Here is what I can see with a packet sniffer when connecting to a local machine running a node server with a simple socket.io script looking for JSON data. The Arduino is using Bill Roy's SocketIOClient library.

I see the Arduino try to open the communication, which the PC acknowledges, then 84 TCP messages going back and forth between the Arduino and the PC. The PC is just sending an acknowledgement and the Arduino sending mostly just linefeeds and the occasional carriage return.

Then a message from the PC:

HTTP/1.1 400 Bad Request
Content-Type: application/json
Hypertext Transfer Protocol
HTTP/1.1 400 Bad Request
Content-Type: application/json
Access-Control-Allow-Credentials: true
Access-Control-Allow-Origin: Arduino
Date: Thu, 29 Dec 2016 16:52:01 GMT
Connection: keep-alive
Transfer-Encoding: chunked
{"code": 0,"message":"Transport unknown"}

And then both signal to disconnect.

This raises two questions about the failure to communicate.

Is the server terminating the connection because the Arduino is not sending anything? (failure on the Arduino side)

Is the Arduino waiting for something from the server? (failure on the server side)

Anyone have an ideas?

BTW, I did find the SocketIOClient library calls the standard Ethernet library, and I changed that to Ethernet2 (which gave the compiler a fit before I changed that).

EDIT: I found an older shield and tried it again with the older Ethernet.h library, and no change.
However, I did accidently try talking with the wrong port number and got this response:

Not connected.
Drop HTTP/1.1 400 Bad Request
Drop Content-Type: text/html; charset=us-ascii
Drop Server: Microsoft-HTTPAPI/2.0
Drop Date: Thu, 29 Dec 2016 21:51:24 GMT
Drop Connection: close
Drop Content-Length: 326
Drop
Drop
Drop Bad Request
Drop
Drop

Bad Request - Invalid Verb


Drop

HTTP Error 400. The request verb is invalid.


Drop

Basically, it connects and the Arduino offers a handshake, but gets this as a reply.

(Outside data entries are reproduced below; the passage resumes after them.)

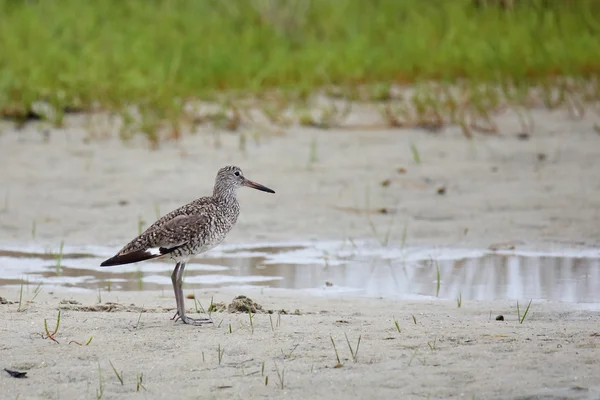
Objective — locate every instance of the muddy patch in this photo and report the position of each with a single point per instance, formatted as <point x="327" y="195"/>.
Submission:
<point x="502" y="271"/>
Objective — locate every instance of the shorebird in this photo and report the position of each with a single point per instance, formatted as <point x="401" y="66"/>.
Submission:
<point x="192" y="229"/>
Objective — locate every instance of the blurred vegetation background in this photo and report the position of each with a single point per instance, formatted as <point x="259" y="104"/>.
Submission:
<point x="160" y="54"/>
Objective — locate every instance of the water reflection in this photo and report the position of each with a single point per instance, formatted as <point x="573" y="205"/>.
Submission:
<point x="479" y="275"/>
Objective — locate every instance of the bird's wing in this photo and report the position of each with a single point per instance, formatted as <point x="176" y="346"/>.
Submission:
<point x="161" y="240"/>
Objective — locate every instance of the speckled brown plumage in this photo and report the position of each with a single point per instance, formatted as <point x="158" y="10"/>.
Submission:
<point x="189" y="230"/>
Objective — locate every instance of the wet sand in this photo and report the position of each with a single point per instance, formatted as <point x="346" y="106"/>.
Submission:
<point x="540" y="193"/>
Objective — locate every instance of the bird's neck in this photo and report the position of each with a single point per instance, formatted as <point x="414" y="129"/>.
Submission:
<point x="225" y="194"/>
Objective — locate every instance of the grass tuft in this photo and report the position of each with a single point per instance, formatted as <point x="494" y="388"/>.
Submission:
<point x="522" y="317"/>
<point x="353" y="352"/>
<point x="119" y="376"/>
<point x="291" y="50"/>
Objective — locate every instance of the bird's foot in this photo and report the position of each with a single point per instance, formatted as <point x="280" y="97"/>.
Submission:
<point x="191" y="321"/>
<point x="194" y="321"/>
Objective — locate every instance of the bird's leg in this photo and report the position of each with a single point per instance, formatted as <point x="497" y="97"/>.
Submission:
<point x="174" y="281"/>
<point x="181" y="305"/>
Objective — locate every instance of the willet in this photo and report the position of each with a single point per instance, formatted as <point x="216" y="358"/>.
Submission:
<point x="189" y="230"/>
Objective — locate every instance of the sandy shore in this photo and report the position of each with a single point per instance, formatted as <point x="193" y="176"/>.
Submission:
<point x="450" y="352"/>
<point x="497" y="188"/>
<point x="543" y="192"/>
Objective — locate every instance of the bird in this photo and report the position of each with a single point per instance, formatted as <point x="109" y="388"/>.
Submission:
<point x="191" y="229"/>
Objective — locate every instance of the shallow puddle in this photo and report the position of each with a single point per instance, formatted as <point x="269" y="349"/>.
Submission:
<point x="327" y="268"/>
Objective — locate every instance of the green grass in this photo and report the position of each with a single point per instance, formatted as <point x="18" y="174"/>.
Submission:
<point x="158" y="55"/>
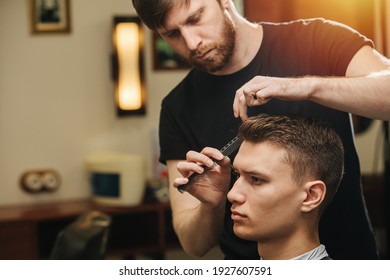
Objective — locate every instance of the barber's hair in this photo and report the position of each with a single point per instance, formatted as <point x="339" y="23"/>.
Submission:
<point x="153" y="12"/>
<point x="313" y="148"/>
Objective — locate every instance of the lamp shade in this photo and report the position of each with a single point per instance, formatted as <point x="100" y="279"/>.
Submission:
<point x="128" y="70"/>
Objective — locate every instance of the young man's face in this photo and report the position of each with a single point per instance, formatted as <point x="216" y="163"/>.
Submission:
<point x="202" y="33"/>
<point x="266" y="200"/>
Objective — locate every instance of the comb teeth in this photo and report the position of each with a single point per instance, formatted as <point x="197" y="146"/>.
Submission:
<point x="231" y="146"/>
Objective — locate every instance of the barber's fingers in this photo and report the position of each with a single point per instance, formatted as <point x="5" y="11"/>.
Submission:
<point x="253" y="93"/>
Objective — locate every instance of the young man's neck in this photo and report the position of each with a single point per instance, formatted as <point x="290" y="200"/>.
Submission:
<point x="287" y="248"/>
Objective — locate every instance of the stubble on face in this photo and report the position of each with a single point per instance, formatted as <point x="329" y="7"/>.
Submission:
<point x="223" y="50"/>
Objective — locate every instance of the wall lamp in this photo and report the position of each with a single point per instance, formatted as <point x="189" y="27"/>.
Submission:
<point x="128" y="66"/>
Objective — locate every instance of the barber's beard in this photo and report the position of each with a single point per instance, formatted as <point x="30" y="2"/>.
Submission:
<point x="222" y="51"/>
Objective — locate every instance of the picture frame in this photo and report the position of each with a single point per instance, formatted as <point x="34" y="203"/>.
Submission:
<point x="164" y="57"/>
<point x="50" y="16"/>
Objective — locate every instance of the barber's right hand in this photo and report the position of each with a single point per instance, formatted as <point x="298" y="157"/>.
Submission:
<point x="211" y="185"/>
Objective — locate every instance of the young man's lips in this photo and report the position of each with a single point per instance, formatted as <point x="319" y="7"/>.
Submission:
<point x="237" y="215"/>
<point x="203" y="56"/>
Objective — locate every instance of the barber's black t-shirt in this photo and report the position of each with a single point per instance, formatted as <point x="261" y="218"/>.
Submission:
<point x="198" y="112"/>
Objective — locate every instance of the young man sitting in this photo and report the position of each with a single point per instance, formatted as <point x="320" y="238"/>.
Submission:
<point x="288" y="170"/>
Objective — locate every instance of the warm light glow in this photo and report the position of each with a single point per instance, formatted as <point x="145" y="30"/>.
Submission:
<point x="128" y="93"/>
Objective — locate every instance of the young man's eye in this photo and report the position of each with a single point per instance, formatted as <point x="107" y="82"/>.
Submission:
<point x="172" y="34"/>
<point x="195" y="19"/>
<point x="235" y="174"/>
<point x="256" y="180"/>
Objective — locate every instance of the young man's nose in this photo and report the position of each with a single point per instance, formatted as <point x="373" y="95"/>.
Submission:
<point x="234" y="195"/>
<point x="191" y="39"/>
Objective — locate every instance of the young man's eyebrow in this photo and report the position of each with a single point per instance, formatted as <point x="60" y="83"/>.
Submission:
<point x="190" y="18"/>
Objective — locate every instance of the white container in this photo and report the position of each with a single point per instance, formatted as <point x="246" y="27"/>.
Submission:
<point x="117" y="179"/>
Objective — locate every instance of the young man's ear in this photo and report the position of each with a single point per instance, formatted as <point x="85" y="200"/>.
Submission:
<point x="315" y="193"/>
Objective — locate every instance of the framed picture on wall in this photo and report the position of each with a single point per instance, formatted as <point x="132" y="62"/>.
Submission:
<point x="164" y="57"/>
<point x="50" y="16"/>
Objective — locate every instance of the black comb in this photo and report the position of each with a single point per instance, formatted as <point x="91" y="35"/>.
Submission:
<point x="226" y="150"/>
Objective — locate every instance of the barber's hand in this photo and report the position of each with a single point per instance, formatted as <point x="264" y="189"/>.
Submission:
<point x="261" y="89"/>
<point x="211" y="185"/>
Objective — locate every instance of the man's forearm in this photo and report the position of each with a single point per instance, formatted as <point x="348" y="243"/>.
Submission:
<point x="367" y="96"/>
<point x="199" y="228"/>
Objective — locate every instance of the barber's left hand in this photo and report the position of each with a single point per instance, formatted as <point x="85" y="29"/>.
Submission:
<point x="261" y="89"/>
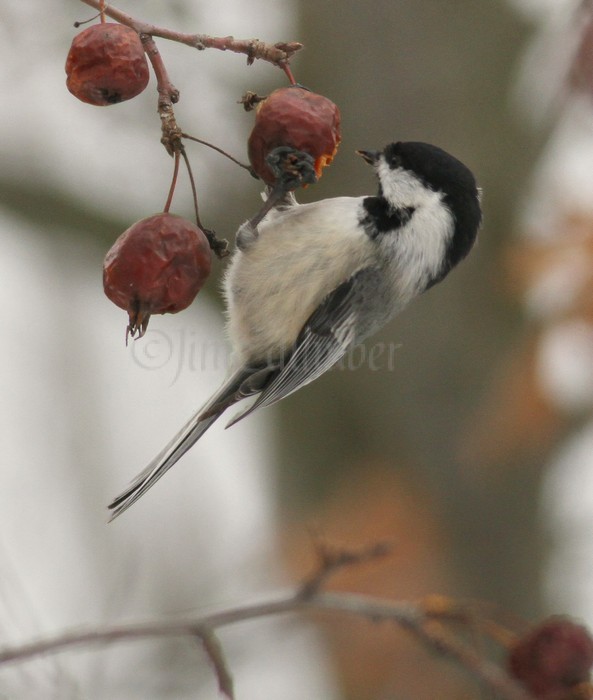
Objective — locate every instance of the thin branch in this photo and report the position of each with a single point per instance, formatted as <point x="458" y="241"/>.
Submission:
<point x="409" y="616"/>
<point x="278" y="54"/>
<point x="213" y="648"/>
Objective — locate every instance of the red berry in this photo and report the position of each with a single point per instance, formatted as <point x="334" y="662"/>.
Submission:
<point x="106" y="64"/>
<point x="296" y="117"/>
<point x="554" y="657"/>
<point x="157" y="266"/>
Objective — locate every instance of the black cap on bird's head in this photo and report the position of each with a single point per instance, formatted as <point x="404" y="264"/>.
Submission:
<point x="440" y="172"/>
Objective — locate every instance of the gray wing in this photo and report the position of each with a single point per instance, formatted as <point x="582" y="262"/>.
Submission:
<point x="325" y="338"/>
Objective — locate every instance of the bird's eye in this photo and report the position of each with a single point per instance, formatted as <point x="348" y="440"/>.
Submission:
<point x="393" y="157"/>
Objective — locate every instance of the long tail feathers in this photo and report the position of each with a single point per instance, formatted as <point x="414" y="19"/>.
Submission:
<point x="179" y="445"/>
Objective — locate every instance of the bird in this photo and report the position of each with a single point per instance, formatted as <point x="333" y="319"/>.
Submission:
<point x="310" y="281"/>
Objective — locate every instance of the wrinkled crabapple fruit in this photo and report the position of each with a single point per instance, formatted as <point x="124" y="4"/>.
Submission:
<point x="157" y="266"/>
<point x="106" y="64"/>
<point x="552" y="658"/>
<point x="296" y="117"/>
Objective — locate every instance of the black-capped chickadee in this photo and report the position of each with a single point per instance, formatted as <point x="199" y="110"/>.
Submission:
<point x="312" y="280"/>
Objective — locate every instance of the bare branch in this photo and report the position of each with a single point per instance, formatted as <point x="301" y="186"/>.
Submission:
<point x="215" y="652"/>
<point x="407" y="615"/>
<point x="278" y="54"/>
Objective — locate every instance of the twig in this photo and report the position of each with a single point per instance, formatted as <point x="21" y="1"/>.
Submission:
<point x="423" y="620"/>
<point x="278" y="54"/>
<point x="213" y="648"/>
<point x="407" y="615"/>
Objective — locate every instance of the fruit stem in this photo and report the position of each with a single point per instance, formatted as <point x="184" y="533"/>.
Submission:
<point x="219" y="246"/>
<point x="173" y="184"/>
<point x="277" y="54"/>
<point x="286" y="68"/>
<point x="224" y="153"/>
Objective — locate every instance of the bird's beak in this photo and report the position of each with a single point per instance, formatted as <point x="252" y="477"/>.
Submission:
<point x="371" y="157"/>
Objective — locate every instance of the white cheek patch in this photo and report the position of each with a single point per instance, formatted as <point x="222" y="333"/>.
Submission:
<point x="403" y="189"/>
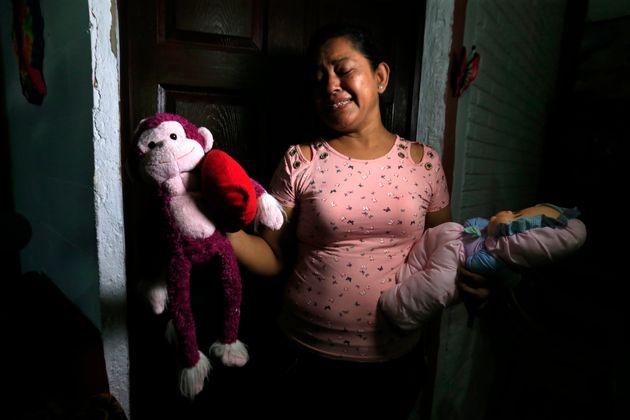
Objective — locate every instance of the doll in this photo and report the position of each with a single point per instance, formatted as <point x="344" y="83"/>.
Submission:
<point x="498" y="247"/>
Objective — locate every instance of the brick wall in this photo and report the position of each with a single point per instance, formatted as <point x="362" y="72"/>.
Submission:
<point x="501" y="118"/>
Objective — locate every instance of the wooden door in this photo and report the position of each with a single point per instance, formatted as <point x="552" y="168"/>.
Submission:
<point x="234" y="67"/>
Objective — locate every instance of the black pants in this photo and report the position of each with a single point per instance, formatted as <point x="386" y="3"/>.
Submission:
<point x="319" y="388"/>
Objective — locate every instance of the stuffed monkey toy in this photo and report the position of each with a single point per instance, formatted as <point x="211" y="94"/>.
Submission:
<point x="203" y="193"/>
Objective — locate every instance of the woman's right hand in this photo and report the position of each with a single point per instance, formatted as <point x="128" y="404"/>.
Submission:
<point x="475" y="291"/>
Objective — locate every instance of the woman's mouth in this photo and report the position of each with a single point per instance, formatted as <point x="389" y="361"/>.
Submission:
<point x="341" y="104"/>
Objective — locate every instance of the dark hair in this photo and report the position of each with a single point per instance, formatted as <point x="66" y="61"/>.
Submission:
<point x="360" y="37"/>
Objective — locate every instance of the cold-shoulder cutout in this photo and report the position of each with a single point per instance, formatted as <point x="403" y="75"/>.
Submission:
<point x="306" y="151"/>
<point x="417" y="152"/>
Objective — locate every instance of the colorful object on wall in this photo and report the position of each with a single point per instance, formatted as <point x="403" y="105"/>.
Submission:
<point x="28" y="43"/>
<point x="465" y="71"/>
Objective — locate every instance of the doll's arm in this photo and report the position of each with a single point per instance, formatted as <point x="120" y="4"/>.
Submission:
<point x="426" y="283"/>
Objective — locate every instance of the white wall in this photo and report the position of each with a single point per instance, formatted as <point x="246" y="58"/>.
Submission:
<point x="501" y="124"/>
<point x="501" y="119"/>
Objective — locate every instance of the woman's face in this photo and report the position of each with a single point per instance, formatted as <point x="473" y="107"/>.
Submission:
<point x="507" y="216"/>
<point x="346" y="88"/>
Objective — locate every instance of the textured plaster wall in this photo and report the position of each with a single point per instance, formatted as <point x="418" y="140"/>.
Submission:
<point x="435" y="60"/>
<point x="108" y="195"/>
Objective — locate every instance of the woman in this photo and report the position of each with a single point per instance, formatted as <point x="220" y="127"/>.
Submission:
<point x="356" y="200"/>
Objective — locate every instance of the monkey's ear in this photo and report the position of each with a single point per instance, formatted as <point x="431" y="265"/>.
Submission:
<point x="207" y="135"/>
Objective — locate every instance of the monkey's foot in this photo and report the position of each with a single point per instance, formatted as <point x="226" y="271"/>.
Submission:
<point x="234" y="354"/>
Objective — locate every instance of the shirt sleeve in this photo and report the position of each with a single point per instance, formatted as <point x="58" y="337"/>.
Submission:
<point x="441" y="197"/>
<point x="282" y="186"/>
<point x="539" y="246"/>
<point x="426" y="282"/>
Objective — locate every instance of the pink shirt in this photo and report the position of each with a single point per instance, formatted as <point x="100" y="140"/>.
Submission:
<point x="357" y="220"/>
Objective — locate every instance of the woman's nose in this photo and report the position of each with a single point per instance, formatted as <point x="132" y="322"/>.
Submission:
<point x="332" y="83"/>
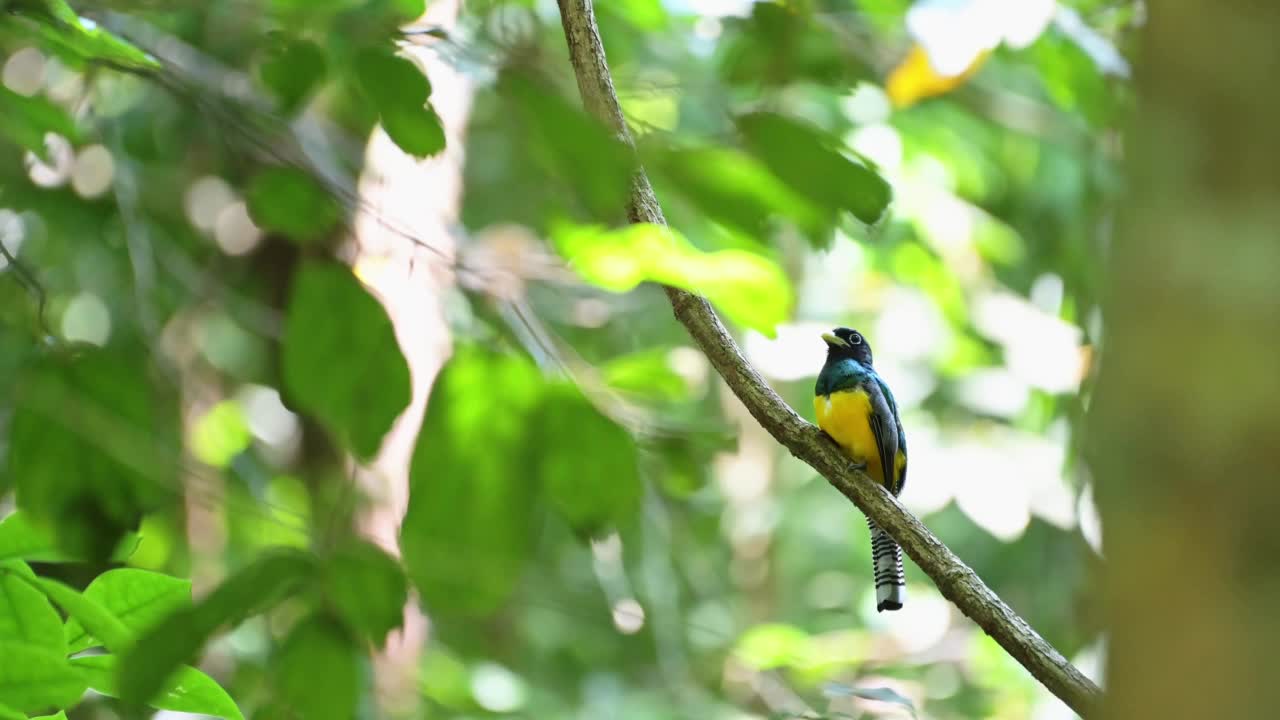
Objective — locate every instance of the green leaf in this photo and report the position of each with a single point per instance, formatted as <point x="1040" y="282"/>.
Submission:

Well, this is a bummer. I got in touch with Bill Roy, who authored one of the more detailed libraries, and he thinks there were some changes in the socket.io protocal in the time since he had created the library. Since all the libraries I found were about the same age, right now it is at a dead end - short of writing a new library. Bill was going to check to see if it was a simple fix and see about an update, but I'm at a bit of a standstill right now. :-\

Everything that happens on the web involves sending text from one place to another. If you know the text that needs to be sent to make something happen then it should be possible to make an Arduino send it - provided, of course, that the text will fit in an Arduino.

...R

And the $64K question is...what does it send? :-\

(If I knew that I would have brute-forced this already!)

MichaelL65:
And the $64K question is...what does it send? :-\

I don't know - I have never tried to do web-socket programming. But, as I said earlier, I don't think this Forum is the ideal place to get that sort of advice.